Member of Parliament, Lok Sabha
- In office 1977-1980
- Preceded by: Chiranjib Jha
- Succeeded by: Kamal Nath Jha
- Constituency: Saharsa, Bihar

Personal details
- Died: 7 January 2002 Kaushalipatti, Bihar
- Party: Janata Party

= Vinayak Prasad Yadav =

Indian politician

Vinayak Prasad Yadav (died 7 January 2002) was an Indian politician. He was a Member of Parliament, representing Saharsa, Bihar, in the Lok Sabha, the lower house of India's Parliament, as a member of the Janata Party.

== Life ==
Vinayak Prasad Yadav was jailed several times for his activities as a part of the Quit India Movement in 1942. He was elected a member of the Legislative Assembly of Bihar for the periods 1967-1968 and 1972–1974, as well as being elected in 1985 and 1990. He served for some time as a minister in the Government of Bihar.
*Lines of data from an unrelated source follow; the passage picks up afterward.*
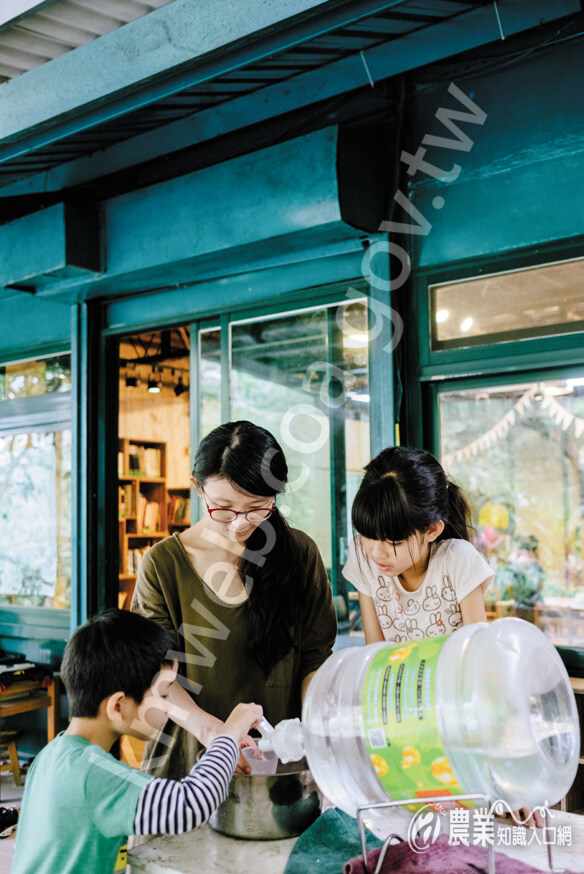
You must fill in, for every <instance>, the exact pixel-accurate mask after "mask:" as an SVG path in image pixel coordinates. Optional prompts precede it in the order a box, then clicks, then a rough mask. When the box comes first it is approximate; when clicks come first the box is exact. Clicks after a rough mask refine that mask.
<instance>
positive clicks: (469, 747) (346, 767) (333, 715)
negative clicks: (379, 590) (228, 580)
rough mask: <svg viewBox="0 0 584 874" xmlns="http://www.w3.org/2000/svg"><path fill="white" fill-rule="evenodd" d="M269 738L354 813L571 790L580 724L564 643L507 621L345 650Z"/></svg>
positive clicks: (345, 811)
mask: <svg viewBox="0 0 584 874" xmlns="http://www.w3.org/2000/svg"><path fill="white" fill-rule="evenodd" d="M261 743H262V742H260V745H261ZM268 743H269V744H270V745H271V746H273V748H274V749H275V751H276V752H277V753H278V756H279V757H280V758H281V759H283V760H284V761H286V760H289V761H290V760H296V759H297V758H300V757H301V755H304V754H305V755H306V757H307V759H308V764H309V766H310V769H311V771H312V773H313V775H314V778H315V780H316V782H317V784H318V785H319V787H320V789H321V791H322V792H323V793H324V794H325V795H326V797H327V798H329V799H330V800H331V801H332V802H333V803H334V804H336V805H337V806H338V807H340V808H341V809H342V810H344V811H345V812H346V813H348V814H350V815H351V816H355V815H356V812H357V808H358V807H359V806H360V805H366V804H371V803H374V802H378V801H387V800H388V796H389V797H391V798H392V799H394V800H399V799H406V798H419V799H420V801H421V802H422V803H423V799H424V798H427V797H429V796H433V795H440V796H442V797H443V798H444V801H445V802H446V801H448V799H449V798H450V799H451V800H452V801H454V800H455V798H456V796H457V795H463V794H471V793H479V792H480V793H483V794H484V795H485V796H486V797H487V798H488V799H490V800H492V801H496V800H503V801H506V802H507V803H508V805H509V806H510V807H511V808H512V809H514V810H516V809H519V808H521V807H528V808H533V807H536V806H538V805H543V804H546V805H553V804H555V803H557V802H558V801H559V800H560V799H561V798H562V797H563V796H564V795H565V794H566V792H567V791H568V790H569V788H570V786H571V785H572V783H573V781H574V777H575V775H576V770H577V767H578V756H579V750H580V730H579V724H578V714H577V709H576V702H575V699H574V693H573V691H572V688H571V685H570V681H569V678H568V674H567V672H566V669H565V667H564V665H563V663H562V660H561V659H560V657H559V655H558V653H557V651H556V649H555V647H554V646H553V645H552V644H551V643H550V641H549V640H548V639H547V638H546V637H545V635H544V634H543V633H542V632H541V631H540V630H539V629H538V628H536V627H535V626H534V625H531V624H530V623H528V622H524V621H523V620H521V619H511V618H508V619H499V620H497V621H495V622H493V623H491V624H490V625H487V624H486V623H480V624H476V625H469V626H464V627H463V628H461V629H459V630H458V631H456V632H455V633H454V634H451V635H447V636H445V637H436V638H425V639H423V640H420V641H409V642H406V643H399V644H387V643H376V644H371V645H370V646H366V647H359V648H355V649H344V650H341V651H340V652H338V653H336V654H334V655H333V656H332V657H331V658H330V659H328V661H327V662H325V664H324V665H322V667H321V668H320V669H319V670H318V671H317V673H316V675H315V676H314V678H313V679H312V681H311V683H310V686H309V689H308V692H307V695H306V698H305V702H304V707H303V711H302V723H299V722H298V720H286V721H284V722H283V723H279V724H278V725H277V726H276V727H275V730H274V733H273V735H272V736H271V738H270V739H269V741H268ZM414 809H415V808H414Z"/></svg>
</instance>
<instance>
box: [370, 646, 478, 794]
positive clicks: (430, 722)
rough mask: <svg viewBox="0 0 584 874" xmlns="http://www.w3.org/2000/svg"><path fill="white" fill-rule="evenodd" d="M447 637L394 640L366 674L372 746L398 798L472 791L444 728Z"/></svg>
mask: <svg viewBox="0 0 584 874" xmlns="http://www.w3.org/2000/svg"><path fill="white" fill-rule="evenodd" d="M447 639H448V636H447V635H446V636H443V637H430V638H424V639H423V640H418V641H409V642H408V643H398V644H390V645H388V646H387V647H385V648H384V649H381V650H379V652H377V653H376V654H375V655H374V657H373V660H372V662H371V664H370V666H369V669H368V671H367V674H366V676H365V683H364V686H363V717H364V723H365V739H366V743H367V748H368V750H369V755H370V757H371V764H372V767H373V768H374V769H375V773H376V774H377V776H378V778H379V780H380V782H381V784H382V786H383V788H384V789H385V790H386V791H387V792H388V793H389V795H391V797H392V798H393V799H394V800H395V801H397V800H399V799H400V798H420V799H421V800H423V799H424V798H430V797H432V796H436V795H438V796H441V797H444V800H445V801H447V799H448V798H452V800H453V801H454V800H455V796H457V795H464V794H466V793H467V792H468V790H465V789H464V788H463V787H462V786H461V785H460V784H459V782H458V780H457V778H456V776H455V774H454V771H453V770H452V767H451V765H450V763H449V761H448V759H447V758H446V755H445V752H444V746H443V744H442V741H441V738H440V732H439V730H438V720H437V715H436V668H437V665H438V658H439V657H440V653H441V651H442V646H443V645H444V643H445V641H446V640H447ZM453 796H454V797H453ZM462 805H463V806H469V807H470V806H474V805H472V803H471V802H462ZM406 807H407V809H408V810H417V809H419V805H406Z"/></svg>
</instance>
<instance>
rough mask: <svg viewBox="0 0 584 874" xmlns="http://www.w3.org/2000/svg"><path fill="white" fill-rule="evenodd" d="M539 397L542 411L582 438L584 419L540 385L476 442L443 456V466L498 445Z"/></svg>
mask: <svg viewBox="0 0 584 874" xmlns="http://www.w3.org/2000/svg"><path fill="white" fill-rule="evenodd" d="M537 395H539V396H542V397H543V399H542V401H541V409H543V410H545V411H546V412H547V413H548V415H549V416H550V418H552V419H553V420H554V421H555V422H556V424H557V425H561V426H562V429H563V430H564V431H567V430H568V428H570V426H572V425H573V426H574V429H575V432H576V437H580V436H581V435H582V434H583V433H584V419H581V418H580V417H579V416H575V415H574V414H573V413H570V411H569V410H566V408H565V407H563V406H562V405H561V404H560V403H559V401H557V400H556V399H555V398H554V397H553V396H552V395H546V394H544V392H543V386H542V385H540V384H539V383H538V384H536V385H533V386H531V388H528V389H527V391H526V392H525V393H524V394H522V395H521V397H520V398H519V400H518V401H517V402H516V403H515V404H513V408H512V409H511V410H509V412H508V413H506V414H505V415H504V416H503V417H502V418H501V419H499V421H498V422H497V424H496V425H493V427H492V428H489V430H488V431H487V432H486V433H485V434H483V435H482V436H481V437H478V438H477V439H476V440H473V441H472V442H471V443H467V445H466V446H463V447H462V449H457V450H456V451H455V452H449V453H448V454H447V455H443V456H442V464H443V465H444V467H446V468H448V467H449V466H450V465H452V464H454V462H456V461H459V462H460V461H462V460H463V459H467V460H468V459H470V458H472V456H473V455H478V453H479V452H484V450H485V449H488V448H489V447H490V446H493V445H494V444H495V443H497V442H498V441H499V440H500V438H501V437H503V436H505V435H506V434H507V432H508V430H509V428H510V427H511V426H512V425H514V424H515V421H516V418H517V416H523V415H524V414H525V411H526V410H527V409H528V408H529V407H531V404H532V401H533V400H534V398H535V397H536V396H537Z"/></svg>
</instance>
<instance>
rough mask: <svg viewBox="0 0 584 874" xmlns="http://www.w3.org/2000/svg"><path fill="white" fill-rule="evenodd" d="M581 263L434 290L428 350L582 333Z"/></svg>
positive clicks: (582, 318)
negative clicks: (578, 331)
mask: <svg viewBox="0 0 584 874" xmlns="http://www.w3.org/2000/svg"><path fill="white" fill-rule="evenodd" d="M583 282H584V260H579V261H564V262H561V263H558V264H546V265H544V266H542V267H533V268H530V269H529V270H517V271H514V272H513V273H500V274H497V275H492V276H484V277H481V278H478V279H471V280H465V281H463V282H452V283H446V284H444V285H435V286H433V287H431V289H430V302H431V325H432V331H431V334H432V348H433V349H453V348H459V347H463V346H476V345H483V344H485V343H494V342H501V341H503V340H519V339H522V338H526V337H543V336H546V335H548V334H565V333H569V332H574V331H582V330H583V329H584V298H583V297H582V283H583Z"/></svg>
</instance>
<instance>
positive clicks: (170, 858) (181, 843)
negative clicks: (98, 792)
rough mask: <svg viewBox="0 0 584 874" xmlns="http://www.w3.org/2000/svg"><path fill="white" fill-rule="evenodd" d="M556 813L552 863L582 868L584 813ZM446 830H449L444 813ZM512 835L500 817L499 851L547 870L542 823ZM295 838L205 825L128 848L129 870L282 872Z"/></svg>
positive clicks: (287, 859)
mask: <svg viewBox="0 0 584 874" xmlns="http://www.w3.org/2000/svg"><path fill="white" fill-rule="evenodd" d="M552 815H553V818H552V819H550V827H551V828H553V829H555V833H554V835H553V837H551V836H550V837H551V842H552V844H553V843H555V844H556V845H555V846H553V861H554V867H555V868H556V869H557V870H565V871H567V872H583V871H584V861H583V860H584V816H578V815H576V814H570V813H560V812H559V811H556V810H554V811H552ZM394 817H395V819H394ZM390 819H391V827H390V831H395V832H397V833H398V834H401V835H403V836H405V832H406V831H407V825H406V828H405V829H404V819H403V817H400V816H398V815H396V814H393V815H392V816H391V817H390ZM566 826H567V827H568V828H569V843H568V842H566V844H564V845H563V846H562V845H561V844H560V845H558V840H557V837H556V835H557V834H559V832H558V829H560V828H561V827H566ZM521 831H523V829H521ZM442 833H443V834H448V833H449V828H448V820H447V818H446V817H445V819H444V823H443V827H442ZM512 838H513V830H512V827H511V826H510V825H506V824H505V825H503V824H501V823H499V822H497V823H496V825H495V830H494V846H495V851H496V852H497V853H503V854H505V855H507V856H510V857H511V858H514V859H517V860H519V861H521V862H524V863H525V864H526V865H532V866H533V867H534V868H537V869H538V870H541V871H548V872H549V868H548V865H547V848H546V846H545V843H544V836H543V832H542V830H541V829H539V830H538V835H537V840H534V839H533V833H532V832H531V831H530V830H527V831H526V842H527V843H528V846H519V845H516V846H513V845H512V844H513V843H514V841H513V840H512ZM554 838H556V840H555V841H554ZM296 840H297V838H288V839H285V840H274V841H244V840H240V839H237V838H229V837H226V836H225V835H221V834H219V833H218V832H216V831H214V830H213V829H212V828H211V827H210V826H208V825H204V826H201V827H200V828H198V829H195V830H194V831H192V832H189V833H187V834H185V835H178V836H176V835H175V836H164V837H157V838H149V839H147V841H146V843H143V844H141V845H140V846H138V847H136V848H135V849H132V850H130V851H129V852H128V866H129V867H128V871H129V872H131V874H245V872H249V871H252V872H254V874H283V871H284V869H285V868H286V863H287V862H288V857H289V855H290V853H291V851H292V847H293V846H294V844H295V843H296ZM510 844H511V845H510ZM345 861H346V860H345ZM341 867H342V866H341ZM306 870H307V872H309V871H311V870H314V871H318V867H317V866H315V865H314V859H307V868H306Z"/></svg>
Following the killing of Jagdeo Prasad by police at Kurtha in 1974 Yadav, who was then a member of the Samyukta Socialist Party, resigned from the Bihar Legislative Assembly in protest.
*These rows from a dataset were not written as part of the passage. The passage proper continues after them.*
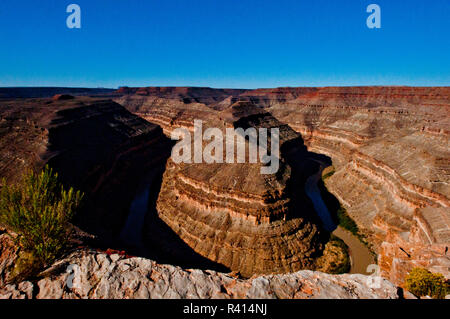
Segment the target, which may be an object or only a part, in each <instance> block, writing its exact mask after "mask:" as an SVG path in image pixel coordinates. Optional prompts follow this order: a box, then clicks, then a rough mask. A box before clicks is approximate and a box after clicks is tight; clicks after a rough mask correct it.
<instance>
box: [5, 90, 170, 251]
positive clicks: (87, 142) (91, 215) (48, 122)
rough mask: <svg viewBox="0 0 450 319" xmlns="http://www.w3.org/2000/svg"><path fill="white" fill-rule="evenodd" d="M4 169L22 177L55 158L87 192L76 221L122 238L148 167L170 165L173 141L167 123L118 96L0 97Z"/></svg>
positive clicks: (51, 162) (103, 235) (82, 224)
mask: <svg viewBox="0 0 450 319" xmlns="http://www.w3.org/2000/svg"><path fill="white" fill-rule="evenodd" d="M0 106H1V109H0V112H1V113H0V116H1V120H0V143H1V145H0V146H1V149H2V152H1V154H0V176H1V177H4V178H6V181H7V182H17V181H18V180H19V179H20V178H21V176H22V174H23V173H24V172H25V170H26V169H35V170H39V169H41V168H42V167H43V166H44V165H45V164H49V165H50V166H51V167H52V168H53V169H54V170H55V171H57V172H58V174H59V179H60V181H61V182H63V184H65V185H66V186H67V187H72V186H73V187H75V188H77V189H80V190H82V191H83V192H85V193H86V197H85V199H86V200H85V201H84V205H83V208H82V210H81V211H80V212H79V213H78V214H77V216H76V220H75V224H76V225H77V226H79V227H81V228H82V229H83V230H85V231H88V232H89V233H91V234H94V235H97V236H98V237H99V239H101V240H102V241H104V242H112V241H115V240H116V239H117V238H118V235H119V232H120V230H121V228H122V226H123V223H124V221H125V219H126V218H127V215H128V210H129V205H130V202H131V200H132V199H133V197H134V196H135V189H136V187H137V184H138V181H139V179H140V178H141V176H142V174H144V172H145V171H147V170H150V169H153V168H155V167H157V166H161V167H164V165H165V162H166V160H167V157H168V156H169V155H170V149H171V147H172V144H173V143H172V142H171V141H170V140H169V139H168V138H166V137H165V136H164V135H163V133H162V130H161V128H160V127H159V126H157V125H154V124H150V123H148V122H147V121H145V120H143V119H141V118H140V117H138V116H136V115H133V114H132V113H130V112H129V111H127V110H126V109H124V108H123V107H122V106H120V105H119V104H117V103H114V102H112V101H111V100H102V99H98V98H88V97H77V98H72V99H68V100H64V99H63V100H61V99H57V98H55V99H47V98H45V99H15V100H2V101H0Z"/></svg>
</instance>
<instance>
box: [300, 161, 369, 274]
mask: <svg viewBox="0 0 450 319" xmlns="http://www.w3.org/2000/svg"><path fill="white" fill-rule="evenodd" d="M323 169H324V167H323V166H322V164H321V165H320V169H319V171H318V172H317V173H315V174H314V175H311V176H310V177H309V178H308V179H307V180H306V182H305V192H306V195H307V196H308V197H309V198H310V199H311V201H312V202H313V205H314V208H315V210H316V212H317V215H318V216H319V217H320V219H321V220H322V223H323V227H324V228H325V229H326V230H328V231H330V232H332V233H333V235H335V236H336V237H339V238H340V239H342V240H343V241H344V242H345V244H346V245H347V246H348V248H349V255H350V260H351V268H350V273H352V274H368V273H367V267H368V266H369V265H371V264H375V263H376V262H375V259H374V257H373V255H372V254H371V253H370V250H369V249H368V248H367V247H366V246H365V245H364V244H363V243H361V241H360V240H359V239H358V238H357V237H355V236H354V235H353V234H352V233H350V232H349V231H347V230H345V229H344V228H342V227H340V226H338V225H336V224H335V223H334V222H333V219H332V218H331V214H330V212H329V210H328V208H327V206H326V205H325V202H324V201H323V199H322V195H321V194H320V190H319V186H318V182H319V180H320V178H321V177H322V171H323Z"/></svg>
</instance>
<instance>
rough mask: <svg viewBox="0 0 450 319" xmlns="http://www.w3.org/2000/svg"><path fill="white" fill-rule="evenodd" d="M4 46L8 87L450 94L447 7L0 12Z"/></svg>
mask: <svg viewBox="0 0 450 319" xmlns="http://www.w3.org/2000/svg"><path fill="white" fill-rule="evenodd" d="M71 3H76V4H78V5H80V7H81V10H82V16H81V18H82V28H81V29H78V30H76V29H68V28H67V27H66V18H67V16H68V15H69V14H68V13H66V7H67V6H68V5H69V4H71ZM371 3H376V4H378V5H379V6H380V7H381V20H382V21H381V23H382V28H381V29H369V28H367V26H366V19H367V17H368V15H369V14H368V13H366V7H367V6H368V5H369V4H371ZM0 43H1V44H0V86H88V87H118V86H121V85H128V86H158V85H162V86H176V85H179V86H211V87H239V88H256V87H277V86H328V85H418V86H430V85H442V86H448V85H450V1H449V0H432V1H426V0H410V1H406V0H371V1H364V0H341V1H338V0H314V1H312V0H311V1H306V0H292V1H288V0H272V1H267V0H146V1H144V0H70V1H64V0H40V1H35V0H27V1H24V0H1V1H0Z"/></svg>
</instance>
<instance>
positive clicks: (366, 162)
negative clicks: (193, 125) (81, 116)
mask: <svg viewBox="0 0 450 319" xmlns="http://www.w3.org/2000/svg"><path fill="white" fill-rule="evenodd" d="M118 101H119V102H120V103H122V104H123V105H124V106H126V107H127V108H130V109H131V110H132V112H135V113H136V114H138V115H140V116H143V117H145V118H147V119H148V120H149V121H154V122H155V123H158V124H160V125H161V126H162V127H163V128H164V131H165V132H166V133H170V132H171V130H173V128H175V127H189V125H192V124H190V123H192V120H193V119H194V118H210V119H217V118H219V119H220V112H223V111H224V110H226V109H227V108H228V107H229V106H230V105H232V104H234V103H236V102H238V101H240V102H241V103H251V104H252V105H254V106H256V107H257V108H260V109H262V110H263V111H265V112H269V113H271V114H272V115H273V116H274V117H275V118H277V119H278V120H279V121H280V122H282V123H286V124H288V125H289V126H290V127H291V128H292V129H294V130H296V131H297V132H299V133H300V134H301V135H302V137H303V139H304V142H305V145H306V146H307V147H308V150H309V151H311V152H316V153H321V154H325V155H327V156H329V157H331V158H332V161H333V166H334V167H335V169H336V173H335V174H334V175H333V176H332V177H331V178H329V179H327V183H326V184H327V187H328V189H329V190H330V191H331V192H332V193H333V194H334V195H335V196H336V197H337V198H338V199H339V201H340V202H341V204H342V205H343V206H344V207H345V208H346V209H347V211H348V213H349V214H350V216H351V217H352V218H353V219H354V220H355V221H356V222H357V224H358V226H359V228H360V229H361V230H362V232H363V233H364V234H365V235H366V236H367V237H368V240H369V242H370V243H371V245H372V247H373V249H374V250H375V251H376V252H377V254H378V262H379V264H380V266H381V269H382V273H383V275H384V276H386V277H388V278H390V279H391V280H393V281H394V282H395V283H397V284H402V283H403V281H404V277H405V274H406V273H407V272H409V271H410V270H411V268H412V267H414V266H422V267H426V268H429V269H430V270H432V271H440V272H442V273H444V274H445V275H446V276H447V277H450V273H449V267H450V264H449V256H448V255H447V250H448V249H447V247H448V246H449V244H450V227H449V224H448V219H449V214H450V208H449V198H450V181H449V178H450V149H449V133H450V129H449V128H450V116H449V114H450V88H448V87H434V88H420V87H325V88H277V89H258V90H247V91H245V92H241V93H240V94H238V95H237V96H236V94H233V95H231V94H230V95H229V96H227V97H224V98H223V100H222V101H214V103H198V102H193V103H184V102H183V100H182V98H174V97H173V95H172V96H171V97H170V98H167V97H165V96H164V95H161V94H160V95H158V96H155V95H152V94H149V95H147V96H137V95H133V94H131V95H124V96H122V97H120V98H119V99H118ZM405 252H406V253H405Z"/></svg>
Yadav also served one term as a Member of Parliament, being elected to the Sixth Lok Sabha from the Saharsa constituency in Bihar for the period 1977 to 1979. He was among 27 MPs who left the Janata Party parliamentary group in July 1979 in protest at that party's acceptance of associates who were involved with the right-wing Hindutva organisation, the Rashtriya Swayamsevak Sangh. All those among the 27 who came from Bihar were supporters of Karpoori Thakur.

Outside politics, Yadav was a lawyer. He died, aged 74, at Kaushalipatti, Bihar on 7 January 2002.